Veranstaltungsberichte
Das Ziel des Seminars mit dem Titel “Auf dem Weg zu einer rechtsstaatlichen Kultur: Antworten auf Herausforderungen in der Gerichtsverwaltung“ war es, das Konzept eines Gerichtsverwalters in der Justiz vorzustellen, und die Wahrnehmung der teilnehmenden Richter sowohl hinsichtlich einer positiven Wirkung dieses Konzeptes auf Qualität und Leistungsfähigkeit in der gerichtlichen Praxis, als auch bezüglich einer Justiz als unabhängiges Organ der Rechtspflege, verantwortlich auch für die eigene Geschäftsführung, zu fördern.
Das Seminar, an dem Vertreter der Beratungsgremien des obersten Gerichtsrates teilnahmen, wurde mit einer Rede des Präsidenten des obersten Gerichtsrates, Richter Jean Fahed eröffnet, welcher der Konrad-Adenauer-Stiftung für die Unterstützung dieser Veranstaltung dankte, und die Bedeutung des Seminars betonte, welches das Konzept eines Gerichtsverwalters erstmalig für die libanesische Justiz und ihre Vertreter vorstellte.

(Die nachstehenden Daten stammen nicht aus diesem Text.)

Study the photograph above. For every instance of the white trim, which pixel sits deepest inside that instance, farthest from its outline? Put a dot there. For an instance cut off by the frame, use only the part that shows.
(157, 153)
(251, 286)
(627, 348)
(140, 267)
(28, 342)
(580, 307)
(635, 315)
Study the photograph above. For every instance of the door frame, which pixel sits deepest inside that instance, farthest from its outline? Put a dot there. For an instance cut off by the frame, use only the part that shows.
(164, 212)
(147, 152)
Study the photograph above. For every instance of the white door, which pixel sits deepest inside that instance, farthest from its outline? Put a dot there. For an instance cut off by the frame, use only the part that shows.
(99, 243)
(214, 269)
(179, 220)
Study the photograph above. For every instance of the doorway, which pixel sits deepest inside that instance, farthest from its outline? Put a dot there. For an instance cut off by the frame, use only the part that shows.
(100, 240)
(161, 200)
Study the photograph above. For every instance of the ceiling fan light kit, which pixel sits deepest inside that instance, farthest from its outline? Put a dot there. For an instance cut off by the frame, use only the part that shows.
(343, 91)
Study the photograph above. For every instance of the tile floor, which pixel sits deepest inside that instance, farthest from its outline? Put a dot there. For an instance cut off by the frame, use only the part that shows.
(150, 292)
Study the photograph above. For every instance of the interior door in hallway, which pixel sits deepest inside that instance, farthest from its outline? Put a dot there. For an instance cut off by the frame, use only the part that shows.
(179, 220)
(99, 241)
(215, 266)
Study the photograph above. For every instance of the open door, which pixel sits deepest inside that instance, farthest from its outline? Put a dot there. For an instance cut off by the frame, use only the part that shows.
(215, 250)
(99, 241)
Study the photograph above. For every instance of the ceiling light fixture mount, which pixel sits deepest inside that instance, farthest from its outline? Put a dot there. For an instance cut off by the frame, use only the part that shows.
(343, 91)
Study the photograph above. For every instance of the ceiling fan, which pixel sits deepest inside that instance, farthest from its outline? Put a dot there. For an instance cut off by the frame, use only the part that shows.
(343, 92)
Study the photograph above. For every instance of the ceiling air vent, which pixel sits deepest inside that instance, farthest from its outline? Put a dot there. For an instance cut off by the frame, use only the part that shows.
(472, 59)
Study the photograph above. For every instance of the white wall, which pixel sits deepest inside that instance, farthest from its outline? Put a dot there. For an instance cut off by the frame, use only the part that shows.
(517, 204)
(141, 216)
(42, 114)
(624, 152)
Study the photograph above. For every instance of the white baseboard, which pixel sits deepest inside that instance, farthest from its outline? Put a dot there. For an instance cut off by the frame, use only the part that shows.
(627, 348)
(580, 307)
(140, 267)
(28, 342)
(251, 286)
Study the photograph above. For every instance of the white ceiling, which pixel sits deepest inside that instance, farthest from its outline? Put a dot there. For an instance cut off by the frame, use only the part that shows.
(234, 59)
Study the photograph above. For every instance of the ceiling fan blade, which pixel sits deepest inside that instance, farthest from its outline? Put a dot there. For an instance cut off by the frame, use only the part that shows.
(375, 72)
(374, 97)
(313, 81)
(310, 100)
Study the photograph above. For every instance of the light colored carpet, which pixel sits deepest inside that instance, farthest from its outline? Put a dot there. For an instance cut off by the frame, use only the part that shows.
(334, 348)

Peter Rimmele, der Direktor des regionalen Rechtsstaatsprogramms Naher Osten und Nordafrika betonte die Notwendigkeit einer unabhängigen Justiz im Libanon und brachte seine Zufriedenheit über die kontinuierliche Partnerschaft mit dem obersten Gerichtsrat des Libanon und ihrer gemeinsamen Anstrengung, sowohl dessen Aufsichtsfunktion als auch dessen Verwaltungsleistung zu verbessern, zum Ausdruck. Rimmele hob insbesondere die entscheidende Rolle des Staates bei der Bereitstellung ausreichender und angemessener Ressourcen, die es der Justiz erst ermöglichen, Gerechtigkeit ordnungsgemäß und unabhängig zu sprechen, hervor.
Der erste Gastsprecher, Reinhart Hoffmann, der Geschäftsleiter des Landgerichtes München in Bayern gab einen Überblick über den Umfang der Arbeit eines gerichtlichen Geschäftsleiters und zeigte auf wie ein deutsches Landgericht aufgebaut ist und welche Zuständigkeiten es hat. Auch Fragen der Finanzen, Budgetierung, Personalwesen und Beschaffung wurden angesprochen.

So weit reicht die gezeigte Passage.